Resolution is another issue. Some genuinely distinct species share 16S sequences that are nearly or completely identical. The Bacillus cereus group, for instance, includes species with very different clinical significance but almost indistinguishable 16S genes. In these cases, whole-genome sequencing or other gene targets are needed to tell them apart. Horizontal gene transfer can also complicate things. In some bacterial lineages, 16S genes get swapped between related species, creating an apparent lack of diversification at the 16S level that doesn’t reflect the true diversity of those organisms’ genomes.
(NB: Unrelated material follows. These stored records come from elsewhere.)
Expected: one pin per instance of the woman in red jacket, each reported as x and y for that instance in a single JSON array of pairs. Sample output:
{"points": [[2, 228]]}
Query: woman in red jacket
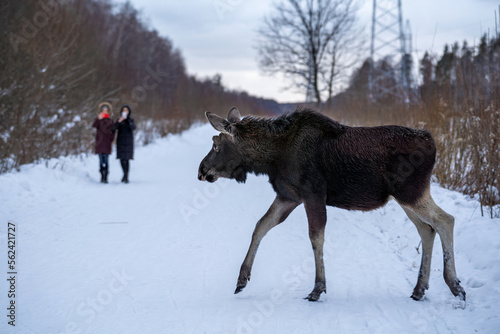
{"points": [[104, 138]]}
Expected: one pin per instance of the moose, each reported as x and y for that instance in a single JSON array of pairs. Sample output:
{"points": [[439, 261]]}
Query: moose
{"points": [[314, 160]]}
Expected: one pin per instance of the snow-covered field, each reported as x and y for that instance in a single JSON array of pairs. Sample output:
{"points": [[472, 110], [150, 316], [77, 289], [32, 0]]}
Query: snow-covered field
{"points": [[162, 255]]}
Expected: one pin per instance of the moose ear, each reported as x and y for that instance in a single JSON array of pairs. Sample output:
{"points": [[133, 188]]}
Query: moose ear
{"points": [[219, 123], [233, 115]]}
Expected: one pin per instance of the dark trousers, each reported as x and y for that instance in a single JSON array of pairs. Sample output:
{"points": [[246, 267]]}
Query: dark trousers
{"points": [[104, 161], [126, 167]]}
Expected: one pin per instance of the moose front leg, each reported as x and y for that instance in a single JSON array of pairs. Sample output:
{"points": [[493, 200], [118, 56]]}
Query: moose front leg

Why It Remains the Standard

Despite these limitations, no single gene has displaced 16S rRNA for routine bacterial identification. The practical reasons are hard to argue with: universal primers work across nearly all bacteria, the gene is long enough to carry meaningful taxonomic information, reference databases contain millions of sequences for comparison, and decades of published literature use 16S as the common framework. When researchers discover a new bacterial species, the 16S sequence is still typically the first piece of molecular evidence they submit. It isn’t perfect for every question, but for the fundamental task of figuring out what bacterium you’re looking at, it remains the most accessible, most standardized, and most widely supported tool available.